I walk through a variation on this statement (originally from Norm Kerth) at the beginning of a retrospective:

The Retrospective Prime Directive

Regardless of what we discover, we understand and truly believe that everyone did the best job he/she could, given what he/she knew at the time, his or her skills and abilities, the resources available, and the situation at hand.

Once in a while, I run into someone (almost always a manager) who rejects this notion and says, “I don’t believe everyone does the best job they can.”

So here’s Esther’s Elaboration

I personally make a rather broad interpretation of “the situation at hand” which (in my mind at least) may include:

  • personal problems
  • low self-esteem
  • family distractions
  • not liking the job
  • not having the necessary skills
  • systemic problems that lead to less than desirable results
  • being bored with the work
  • having a character disorder
  • having significant difficulties in the area of self-management.

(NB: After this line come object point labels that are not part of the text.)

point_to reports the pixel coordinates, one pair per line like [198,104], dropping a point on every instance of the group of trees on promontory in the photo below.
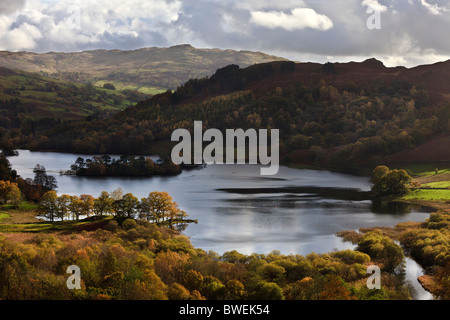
[156,207]
[125,165]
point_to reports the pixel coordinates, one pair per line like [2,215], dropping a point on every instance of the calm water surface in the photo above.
[252,220]
[297,223]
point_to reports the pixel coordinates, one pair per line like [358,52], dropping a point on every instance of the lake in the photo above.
[237,209]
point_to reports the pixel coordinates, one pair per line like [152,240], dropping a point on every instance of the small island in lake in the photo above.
[125,165]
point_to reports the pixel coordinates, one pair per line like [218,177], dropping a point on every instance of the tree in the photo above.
[87,204]
[41,178]
[159,206]
[266,291]
[63,203]
[76,207]
[48,205]
[126,206]
[389,182]
[10,192]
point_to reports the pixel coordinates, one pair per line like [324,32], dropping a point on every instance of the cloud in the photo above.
[303,30]
[298,19]
[73,25]
[433,8]
[9,6]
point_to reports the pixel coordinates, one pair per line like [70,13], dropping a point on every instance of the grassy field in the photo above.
[435,187]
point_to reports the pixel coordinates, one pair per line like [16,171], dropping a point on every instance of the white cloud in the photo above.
[21,38]
[433,8]
[298,19]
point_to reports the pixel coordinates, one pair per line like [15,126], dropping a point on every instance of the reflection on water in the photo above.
[295,212]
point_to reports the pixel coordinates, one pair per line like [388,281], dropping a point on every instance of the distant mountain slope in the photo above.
[148,70]
[346,116]
[31,103]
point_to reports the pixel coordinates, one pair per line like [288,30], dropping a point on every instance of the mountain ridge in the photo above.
[149,70]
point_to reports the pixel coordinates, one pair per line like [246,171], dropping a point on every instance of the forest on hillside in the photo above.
[319,124]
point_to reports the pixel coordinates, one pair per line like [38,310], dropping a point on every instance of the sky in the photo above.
[397,32]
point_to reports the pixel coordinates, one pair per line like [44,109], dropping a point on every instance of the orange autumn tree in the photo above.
[159,206]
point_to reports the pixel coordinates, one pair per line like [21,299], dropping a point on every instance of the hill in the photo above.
[32,103]
[148,70]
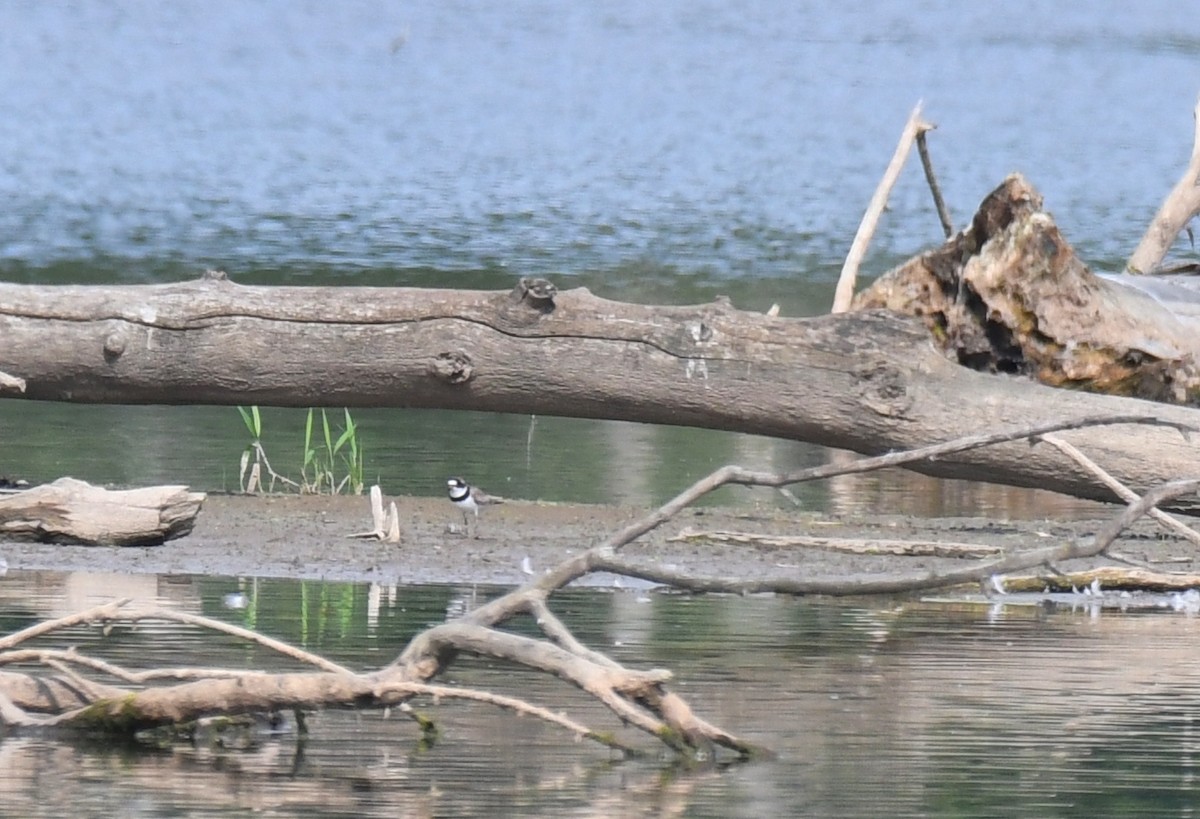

    Now, some of these aspects of the “situation” may require management action. The fact that some one is doing the best job he/she could doesn’t always mean it’s acceptable within an employment arrangement.

    But that’s not part of the retrospective… that’s management work.

    Management work means:

  • hiring appropriately
  • setting clear expectations for results
  • creating an environment for success
  • removing obstacles
  • providing feedback about the work
  • providing appropriate training and coaching
  • working with people to make sure they are in a job that’s a good fit
  • developing capabilities in the group
  • and making difficult decisions when necessary.